Boca Raton, Fla. – Office Depot reported a $12 million loss in the second quarter, compared with a combined $18 million loss last year by Office Depot and OfficeMax, which merged in November.
Sales at the No. 2 office-supply chain slipped 2 percent, to $3.9 billion, for the three months, ended June 28, compared with the prior year’s combined pro forma sales.
Within the North American retail division, sales dipped 5 percent, to $1.5 billion; comp sales declined 3 percent; and operating loss narrowed from $6 million to $22 million year over year thanks to lower expenses and higher gross margins.
Following an analysis of its U.S. real estate portfolio, the company has decided to shut at least 400 U.S. stores by the end of 2016, including about 165 that will be closed by the fourth quarter of this year. The chain currently operates over 2,000 stores worldwide.
Office Depot expects to save about $100 million a year from the closures, and more than $700 million annually by the end of 2016 as a result of total synergies realized from the merger.

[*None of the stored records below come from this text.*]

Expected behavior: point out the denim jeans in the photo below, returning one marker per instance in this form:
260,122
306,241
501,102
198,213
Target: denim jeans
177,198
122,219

In a statement, chairman/CEO Roland Smith said the management team has “executed exceptionally well” in integrating the two legacy chains and delivering merger synergies more quickly than anticipated.
Looking ahead, the company raised its projected 2014 operating income from no less than $160 million, to no less than $200 million, prompting Janney retail analyst David Strasser laud it for its ability “to execute and find synergy opportunities.”
“The office products industry has issues, we know that,” Strasser observed in a research note. “But it is becoming clear that Office Depot is under competent leadership. Office Depot may not have the top line figured out, but as this quarter demonstrates, the company is making substantial progress integrating OfficeMax into the fold.”